Positron emission tomography (PET) has increased the sensitivity for identifying occult sources of cancer and thereby improved the staging of patients with a number of potentially curable cancers. However, difficulty remains in pinpointing the specific sites of tumor, and in particular identifying small cancer deposits that approach the resolution of the current nuclear medicine instrumentation, currently about 1 cm3 [1]. PET images are formed by the coincident detection of the pair of opposed 511 keV photons, created by the annihilation of an emitted positron with an electron in the body tissue, thus detecting sites of high-energy gamma emissions to form an image that locates sites of cancer. However, correlating the preoperative PET image to intraoperative findings remains a challenge. Most clinical applications using PET scans for detection of cancer have been with 18F-labeled fluorodeoxyglucose (FDG), which evaluates sites of high glucose metabolic activity, such as tumors, inflammation, and infection. A newer, promising application of PET is in the detection of cancer through the use of tumor-specific antibodies, radiolabeled with long-lived positron-emitting radionuclides, such as iodine 124, with a half-life of 4.2 days. However, even with potential improved tumor specificity of radioimmune PET, the surgeon must visualize how a preoperative tomographic image translates into a three-dimensional location during surgery.

The development of handheld PET probes has assisted in this translation by allowing the real-time intraoperative detection of tumor and tumor deposits from sites with radiolabeled antibodies that are detectable by PET. Because PET radioisotopes initially emit a positively charged beta particle (positron), followed by high-energy annihilation, possibly with other gamma rays, this gives the opportunity to combine a dedicated beta detector with a gamma ray probe. Beta particles travel distances ranging from only millimeters to several centimeters from a radiolabeled source. This property makes beta particles undetectable with PET scanners, but potentially detectable at close range, such as intraoperatively during resection of a tumor, or for assessment of lymph nodes or small deposits of cancer. A significant advantage of a beta detector probe is its high sensitivity to local radioactivity distribution, which provides a much greater change in signal when moving from tumor to background. In contrast, gamma-ray probes sum contributions from radioactivity over a much greater depth of tissue, and therefore are less able to discriminate between surface tumor and deeper-seated normal tissue. A further advantage of beta probes is that they are responsive only to sources within 1–2 mm distance from the probe tip, and do not require the extensive collimation needed by a high-energy 511-keV gamma probe. This allows the design of probe sizes that are small enough to be used in minimally invasive surgery, and are potentially usable through a 5-mm port site.

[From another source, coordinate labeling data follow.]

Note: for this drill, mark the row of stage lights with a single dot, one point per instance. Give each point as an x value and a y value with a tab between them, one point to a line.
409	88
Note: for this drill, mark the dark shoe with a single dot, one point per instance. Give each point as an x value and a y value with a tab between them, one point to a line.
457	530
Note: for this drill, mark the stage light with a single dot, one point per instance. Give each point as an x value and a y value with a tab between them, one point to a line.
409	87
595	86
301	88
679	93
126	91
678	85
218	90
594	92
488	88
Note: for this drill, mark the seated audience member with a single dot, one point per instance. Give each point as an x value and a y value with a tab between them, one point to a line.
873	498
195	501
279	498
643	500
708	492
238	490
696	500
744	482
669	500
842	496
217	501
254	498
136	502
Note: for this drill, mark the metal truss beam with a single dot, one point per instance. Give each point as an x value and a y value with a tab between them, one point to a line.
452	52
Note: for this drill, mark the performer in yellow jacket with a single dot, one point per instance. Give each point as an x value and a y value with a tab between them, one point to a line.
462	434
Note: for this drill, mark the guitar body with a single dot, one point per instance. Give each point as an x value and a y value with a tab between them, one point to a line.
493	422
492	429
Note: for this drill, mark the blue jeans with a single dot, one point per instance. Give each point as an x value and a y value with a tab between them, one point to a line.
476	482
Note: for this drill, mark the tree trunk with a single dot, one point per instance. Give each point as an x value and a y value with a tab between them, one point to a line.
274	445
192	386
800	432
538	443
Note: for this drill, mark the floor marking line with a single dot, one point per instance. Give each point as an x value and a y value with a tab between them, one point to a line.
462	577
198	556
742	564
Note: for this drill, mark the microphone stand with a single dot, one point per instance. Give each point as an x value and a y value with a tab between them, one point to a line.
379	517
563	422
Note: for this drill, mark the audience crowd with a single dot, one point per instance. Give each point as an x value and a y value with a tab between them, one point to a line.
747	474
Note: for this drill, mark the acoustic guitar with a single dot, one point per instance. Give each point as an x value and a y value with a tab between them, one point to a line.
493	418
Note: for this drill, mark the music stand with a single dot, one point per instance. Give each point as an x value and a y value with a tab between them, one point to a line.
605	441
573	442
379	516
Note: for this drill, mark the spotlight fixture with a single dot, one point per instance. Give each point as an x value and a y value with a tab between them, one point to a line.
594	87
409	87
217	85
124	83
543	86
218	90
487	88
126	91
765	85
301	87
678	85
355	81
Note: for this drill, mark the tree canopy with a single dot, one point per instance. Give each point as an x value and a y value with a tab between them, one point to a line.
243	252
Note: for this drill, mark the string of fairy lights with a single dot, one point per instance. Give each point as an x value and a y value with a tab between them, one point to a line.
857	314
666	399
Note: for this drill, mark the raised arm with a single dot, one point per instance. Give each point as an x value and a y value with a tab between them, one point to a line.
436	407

As such, we aimed to evaluate, for the first time, the utility of these handheld high-energy gamma and beta detectors for identifying cancer deposits with 124I-labeled antibodies specific for colorectal and renal cell tumors. We furthermore aimed to assess whether beta and gamma emissions would correlate with detection of tumor deposits.

Materials and methods

Clinical study

All studies were carried out under protocols approved by the institutional review board (IRB) of Memorial Sloan-Kettering Cancer Center (MSKCC) and by the protocol review committee of the Ludwig Institute for Cancer Research (LICR), which provided the antibodies for these studies. The LICR has submitted an investigational new drug (IND) application for each agent and all protocols are being carried out under this IND, and are approved by the Food and Drug Administration (FDA).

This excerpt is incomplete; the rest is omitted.